米国に囚われた5人のキューバ人に自由を!

 9月17日、キューバ大使館は5人のキューバ人についての記者会見を開き、日本でも彼らの自由を勝ち取るための世論が広がるよう呼びかけました。大使館が記者会見まで開くのは異例のことです。11年にもわたって米国に不当に拘束されている5人のキューバ人を一刻も早く解放させる必要があります。記者会見に代表派遣した“キューバを知る会・大阪”ブログより転載します。
キューバを知る会・大阪 キューバンファイブのページ
「対テロ戦争」の欺瞞を暴く「キューバン・ファイヴ」解放運動(署名事務局)

2009年10月2日
リブ・イン・ピース☆9+25


 9月17日、キューバ大使館で5人のキューバ人の釈放を訴える記者会見が行なわれました。朝日新聞や毎日新聞、NHK、キューバとの友好団体なども取材に詰めかけ、約20名の参加でした。 今回の記者会見の意図は―米国の大統領がブッシュからオバマに変わり、オバマは国際世論に耳を傾けると内外に約束しました。そこで、5人のキューバ人の問題を国際的に知ってもらい各国から5人のキューバ人の釈放の声をオバマに届けるということが非常に重要な局面になってきている、そこで日本の人たちにもよく知ってもらうために記者会見を開いたといいます。大使館がこの問題で記者会見を開くのは初めてのことであり、キューバ政府のこの問題への取り組みへの強い決意を感じました。
 キューバンファイブとは、米国に10年以上も不当に囚われている5人のキューバ人のことをいいます。記者会見ではキューバ大使と矢田部弁護士からキューバンファイブのことと彼ら5人の釈放を求める連邦裁判所(日本でいう最高裁判所)に再審を訴える等の各国の取り組みが紹介されました。日本の民主的な弁護士の団体や人権擁護団体もその一翼を担っていました。

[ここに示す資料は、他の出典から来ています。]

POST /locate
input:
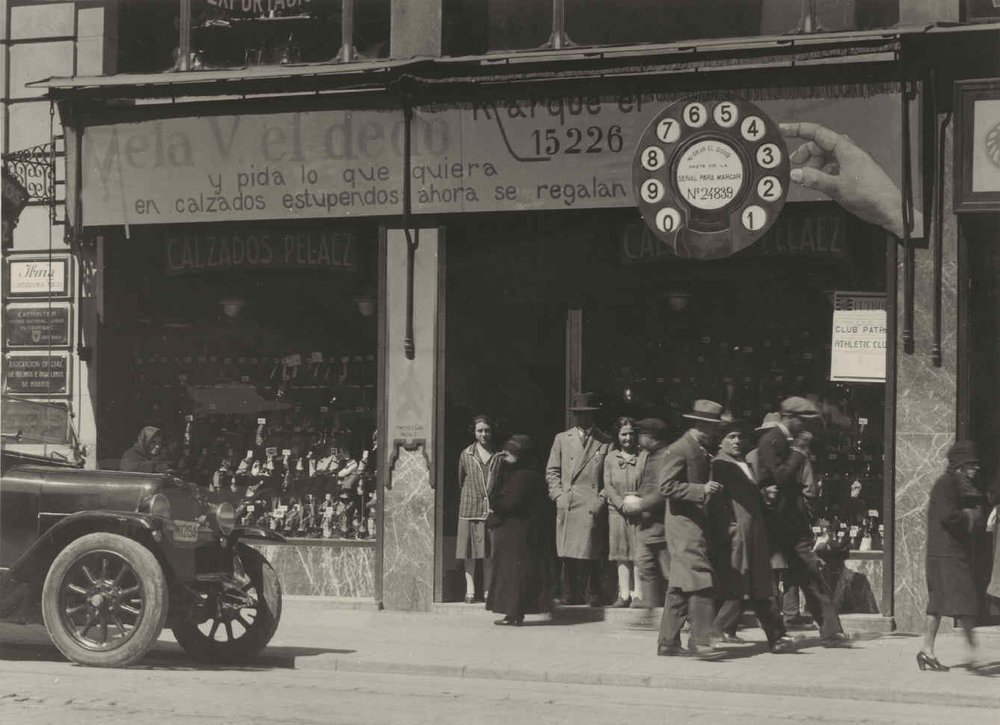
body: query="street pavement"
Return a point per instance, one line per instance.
(353, 657)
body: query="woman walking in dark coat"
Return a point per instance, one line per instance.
(954, 515)
(521, 520)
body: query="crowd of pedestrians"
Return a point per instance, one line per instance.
(707, 526)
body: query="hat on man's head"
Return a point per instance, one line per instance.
(799, 407)
(770, 421)
(583, 402)
(707, 411)
(962, 452)
(653, 427)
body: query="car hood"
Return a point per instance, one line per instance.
(66, 491)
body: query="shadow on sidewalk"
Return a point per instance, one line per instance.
(172, 657)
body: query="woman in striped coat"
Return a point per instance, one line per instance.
(477, 466)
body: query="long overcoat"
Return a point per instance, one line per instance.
(575, 477)
(740, 547)
(523, 560)
(685, 473)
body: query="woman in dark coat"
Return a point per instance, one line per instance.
(144, 455)
(740, 553)
(523, 551)
(954, 516)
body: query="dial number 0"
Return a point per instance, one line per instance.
(668, 219)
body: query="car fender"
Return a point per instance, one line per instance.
(40, 552)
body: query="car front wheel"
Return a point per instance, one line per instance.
(242, 621)
(104, 601)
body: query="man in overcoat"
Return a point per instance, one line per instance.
(652, 558)
(575, 477)
(782, 453)
(685, 484)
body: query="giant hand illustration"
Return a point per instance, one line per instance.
(833, 164)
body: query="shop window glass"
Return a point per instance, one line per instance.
(262, 375)
(747, 332)
(242, 33)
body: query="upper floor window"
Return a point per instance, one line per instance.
(241, 33)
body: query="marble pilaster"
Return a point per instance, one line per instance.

 各国の取り組みは、政治的でなく、法的根拠をもとに技術的に訴えるアミカスキュリエというしくみを利用した意見書を米国の最高裁に送ることでした。日本や各国の弁護士や国会議員はそれぞれの立場からアミカスキュリエに参加し書類にサインをしました。
 しかし、6月15日米国の最高裁は再審を却下しました。米国の裁判は非常に複雑であるが故にいろんな道が残されていて、もう一度最高裁に再審を訴える方法の研究をしています。
 大使は「1番キューバ側にとって重要なのは、サイレンスカーテンを破るというような方向で進めることです」と言われました。その理由について「(米国側は)この問題では、何しろ知らせない。みんなを黙らせる、そういう方向で進められてきましたので、『サイレンスを破る』という闘いが必要なのです。」

 矢田部弁護士は、キューバンファイブの不当な判決と手続きについて話をされました。
話の大筋は以下です。
 彼ら5人の罪状はスパイ罪の共謀と殺人罪の共謀。しかし、どの罪状も彼らには当てはまらない。スパイ罪に関しては、彼らは決して米国の軍事機密を探り米国にとって脅威となることを目的としたのではなく、ただただキューバを守るため、それだけ。
 殺人罪に関しては、当時、キューバ領空を米国の民間飛行機が何度もやってきては、嫌がらせのビラなどをまいていた。再三警告を繰り返し、米国にも通告したが、米国は座視しただけ。それでキューバ空軍がその飛行機を撃墜した。4人が亡くなった。キューバ空軍の行動は、領空侵犯を犯した他国の飛行機に対する国権を発動した自衛行動で、国際法的には常識的でキューバ空軍は何の罰則も受けなかった。実行者が罪に問われていないのに、共謀者だけが殺人罪に問われるというのもおかしな話。
 また、手続上の不当さも3つある。
 1つ目は、マイアミで行なわれた裁判は土地柄「公正な陪審員」とはならないので裁判の場所が適していない。2つ目、弁護人の選任が適切に行なわれず、接見が十分にないまま裁判が進行した。弁護人の援助を受ける権利が大きく阻害されている(これは、米国の修正憲法第6条や国際人権規約14条に違反)。3つ目は「適正手続き保障」。検察側、捜索機関が収集した証拠を開示しなければならない、法廷でそれを明らかにしなければならないとされているがこの事件は証拠が不開示。国家安全保障上の事件だからという名目で証拠開示がされていない。
 また、在日キューバ人協会からは、不当に収監されている5人のキューバ人に対して正義が行なわれるよう求める訴えと11年に渡る残酷な拘留の間、レネとヘラルドの妻に対して面会が拒否されてきたことはさらなる人権の侵害だという発言もあった。

 キューバンファイブの1人、ヘラルドは妻にこんな手紙を送っています。
「私は安心している。無罪であるが故の安心感。清潔な意識を持ち、自分が不正義の犠牲者であることを知っているから。いずれ真実が勝利し、正義がおこなわれるだろうと確信している。しかし時にそれは容易ではないことを知っているので、もしそうでなかったとしても私の姿勢はいつも同じだということを君は確信していて大丈夫だ。闘い守るべき大義があるとき、守るべき人々があり、我々を支える家族があり、我々が愛し我々を愛する人がいるとき、それを裏切ることなどできないとき、どんな困難にあっても、どんなことにでも、世界中で最も大きな安心感と尊厳を持って立ち向かうことができる。」 (キューバンファイブのパンフレットより)

 現在、10月13日に3人の再判決がでること、11月には「米帝国の囚人5人の自由を求める第5回国際会議」がキューバ・オルギン市であり、技術的に法律的に何ができるかを討議する予定だそうです。
 この会見で、本当の正義や、本当の公正さがないがしろにされてきた現実を知ることができました。そしてサイレンスを破りたい、キューバンファイブのことを広く伝えたい、と思いました。